The Seven Best Songs of the Past Three Weeks

by Steven Spoerl

As promised in the earlier posts, below is the first run of the very best songs to find their way onto this site’s radar in the past three weeks. Site staples and new faces combine to make up a varied list of explosive, barn-burning tracks and breathtaking ballads. Everything here holds enough potential for serious longevity that they were granted individual spotlights.  Don’t hesitate: click play and start exploring.  

Alvvays – In Undertow

Ever since their self-titled debut, Alvvays have been consistently unveiling new material, either at their shows, in snippets, or as fully-formed songs. “In Undertow” is the latter of those examples and one of the most promising. Enticing and quietly exhilarating like the tracks that comprised Alvvays, “In Undertow” definitively proves that the band hasn’t lost any of their deft touch and that their grasp and control over dynamics has only deepened with time. Brimming with confidence and tender feeling, “In Undertow” is a song worth leaving on repeat.

The Stevens – Pulling All the Facts Together

A consistently excellent act that somehow managed to prove elusive until a short while back, The Stevens operate in the Flying Nun mold but offer a subtle Captured Tracks kind of twist. Clean, jangling post-punk heavily informed by classic powerpop forebears, they make exactly the type of music that tends to get featured on this site. “Pulling All the Facts Together” is the group at their most refined, a rambling cacophony of effective hooks wrapped up in a clever arrangement. Winsome and light, “Pulling All the Facts Together” stands as a summertime staple.

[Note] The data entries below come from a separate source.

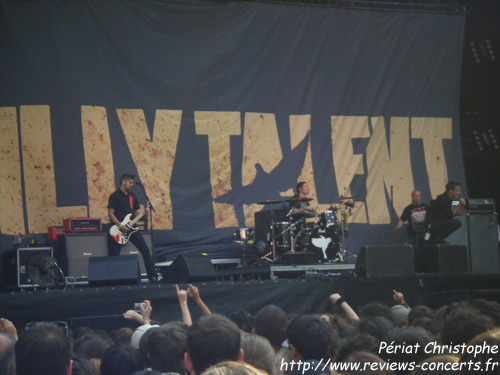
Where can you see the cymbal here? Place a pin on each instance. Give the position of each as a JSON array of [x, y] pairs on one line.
[[299, 199], [269, 201]]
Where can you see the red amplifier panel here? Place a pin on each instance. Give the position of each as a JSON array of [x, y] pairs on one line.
[[82, 224]]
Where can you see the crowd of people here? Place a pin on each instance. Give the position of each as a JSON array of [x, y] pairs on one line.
[[461, 338]]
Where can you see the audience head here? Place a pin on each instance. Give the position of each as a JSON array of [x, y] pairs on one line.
[[309, 337], [43, 349], [481, 361], [365, 359], [233, 368], [377, 326], [81, 366], [211, 339], [121, 359], [490, 308], [258, 352], [433, 326], [92, 346], [271, 322], [335, 321], [7, 358], [399, 315], [359, 342]]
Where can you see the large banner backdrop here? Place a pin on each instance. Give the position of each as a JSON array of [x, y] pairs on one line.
[[216, 106]]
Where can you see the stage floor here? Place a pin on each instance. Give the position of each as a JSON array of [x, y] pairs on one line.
[[102, 307]]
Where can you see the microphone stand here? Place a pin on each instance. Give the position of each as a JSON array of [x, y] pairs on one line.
[[152, 209]]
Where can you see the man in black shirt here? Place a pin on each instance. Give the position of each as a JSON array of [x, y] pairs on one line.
[[440, 214], [121, 203], [414, 214]]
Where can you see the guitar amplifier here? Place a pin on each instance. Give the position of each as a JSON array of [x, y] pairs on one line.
[[82, 224]]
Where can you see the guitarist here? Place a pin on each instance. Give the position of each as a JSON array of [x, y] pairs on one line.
[[121, 203]]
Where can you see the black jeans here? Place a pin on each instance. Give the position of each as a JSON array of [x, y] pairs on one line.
[[137, 239]]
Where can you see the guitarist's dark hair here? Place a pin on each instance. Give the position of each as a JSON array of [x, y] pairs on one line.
[[126, 176]]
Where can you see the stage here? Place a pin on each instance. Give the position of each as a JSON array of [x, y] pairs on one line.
[[102, 307]]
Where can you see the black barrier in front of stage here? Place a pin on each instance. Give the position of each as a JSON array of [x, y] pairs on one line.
[[293, 295], [190, 269], [80, 247], [384, 260], [263, 222], [483, 242]]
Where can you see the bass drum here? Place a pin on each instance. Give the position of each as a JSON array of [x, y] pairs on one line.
[[323, 242]]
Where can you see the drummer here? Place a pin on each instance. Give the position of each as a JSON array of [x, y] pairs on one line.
[[299, 204]]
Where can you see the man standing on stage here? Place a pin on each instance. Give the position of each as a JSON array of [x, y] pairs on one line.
[[300, 203], [121, 203], [440, 213], [414, 214]]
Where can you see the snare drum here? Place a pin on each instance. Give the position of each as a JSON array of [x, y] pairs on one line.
[[323, 242]]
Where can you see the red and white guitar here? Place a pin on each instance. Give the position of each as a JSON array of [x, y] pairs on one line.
[[118, 235]]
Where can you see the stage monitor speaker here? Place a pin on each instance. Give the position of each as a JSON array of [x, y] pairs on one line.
[[130, 249], [80, 247], [191, 268], [483, 243], [442, 259], [113, 270], [23, 254], [384, 260], [298, 258]]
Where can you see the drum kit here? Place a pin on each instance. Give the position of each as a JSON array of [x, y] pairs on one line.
[[322, 235]]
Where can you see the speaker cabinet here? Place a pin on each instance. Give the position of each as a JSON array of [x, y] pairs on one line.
[[483, 243], [130, 249], [113, 270], [23, 254], [442, 259], [80, 247], [186, 269], [384, 260]]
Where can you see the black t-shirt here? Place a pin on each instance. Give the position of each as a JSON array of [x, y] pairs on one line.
[[415, 214], [440, 208], [121, 203]]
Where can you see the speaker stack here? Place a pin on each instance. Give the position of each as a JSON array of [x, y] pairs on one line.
[[479, 234]]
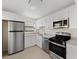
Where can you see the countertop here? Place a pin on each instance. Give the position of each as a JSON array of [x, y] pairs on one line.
[[72, 42]]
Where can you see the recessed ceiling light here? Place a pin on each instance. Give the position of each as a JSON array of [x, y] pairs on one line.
[[35, 4]]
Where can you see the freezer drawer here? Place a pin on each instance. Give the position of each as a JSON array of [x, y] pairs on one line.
[[15, 26]]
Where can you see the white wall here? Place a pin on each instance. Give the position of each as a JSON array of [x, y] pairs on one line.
[[28, 22], [64, 13], [67, 12], [47, 22]]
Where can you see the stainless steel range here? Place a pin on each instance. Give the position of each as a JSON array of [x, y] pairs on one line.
[[57, 45]]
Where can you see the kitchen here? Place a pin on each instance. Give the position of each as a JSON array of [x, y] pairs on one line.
[[38, 29]]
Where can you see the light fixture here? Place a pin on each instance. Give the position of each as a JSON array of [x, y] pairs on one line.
[[35, 4]]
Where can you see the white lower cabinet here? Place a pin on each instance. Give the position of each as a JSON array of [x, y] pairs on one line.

Waxahatchee – Never Been Wrong

A personal split, a lineup adjustment, and a new lease on what life can offer have led Waxahatchee straight to another career highlight in “Never Been Wrong”. One of guitarist/vocalist Katie Crutchfield‘s most forcefully bruising songs since P.S. Eliot bleeds new life into the Waxahtchee project. Melancholic, aggressive, and defiantly triumphant all at once, “Never Been Wrong” is what the project’s been angling towards since the aftermath of American Weekend and now that it’s found a definitive destination, it’s impossible to avoid the desire to make a litany of return visits.

Oro Swimming Hour – Overthrown

Oro Swimming Hour has been turning a handful of heads lately with their restrained take on folk-inflected powerpop. Recalling acts like Old 97’s and Grandaddy at their most compelling, the project’s been offering up songs like the warm, inviting “Overthrown” with the same casual ease that helps define the songs. Exceptionally lovely and endlessly replayable, “Overthrown” is the type of unassuming track people build entire mix tapes around to impress the person they want to keep close. In short: it’s a gem.

Radioactivity – Infected

Very few records that have been released over the past handful of years have matched the sheer tenacious energy of Radioactivity‘s self-titled record, easily the equal of Jeff Burke’s best work in the band that made his name recognizable (The Marked Men). The various band members have kept busy since then, navigating a multitude of projects and injecting them with the same kind of fervor they bring to each project. Silent Kill, the band’s follow-up to Radioactivity indicated that they were ready to keep surging forward and “Infected”, the band’s latest hyper-energetic basement pop single, proves that they’re far from done. We should all count ourselves lucky.

Great Grandpa – Expert Eraser

The third jaw-dropping Great Grandpa song in a recent string of attention-ensnaring turn-ins, “Expert Eraser” sees the band going relentlessly heavy. Bold, bruising, and unapologetic in its deranged ferocity, “Expert Eraser” is somewhat of a departure from “Teen Challenge” and “Fade” but enhances the band’s already surprisingly distinctive identity, adding a considerable depth of range to an already formidable formula. At this point, nearly every song on the act’s forthcoming record would need to be a tedious bore to take it out of the Album of the Year conversation. History — not to mention the band’s early discography — indicates that’s not a viable option.

Big Thief – Mary

No one could have predicted how fast Big Thief wound up turning in a masterful follow-up to last year’s aptly titled Masterpiece. Even more unexpected: the band wound up releasing the most spellbinding, elegiac track of their already-impressive career in “Mary”. Hushed, halfway haunted, and painfully intimate, “Mary” is five and a half minutes of pure, unbridled longing. Recorded in the house of guitarist/vocalist (and principal songwriter) Adrianne Lenker’s grandparents Andover, MN home with Twain‘s Mat Davidson. Informed by sorrow as much as it is joy and contentment, “Mary” straddles the duality of the human experience with a quiet, breathless rapture. “Mary” isn’t just one of the best songs of 2017, it’s one of the best of the decade. Mute everything and get lost to its gentle pull.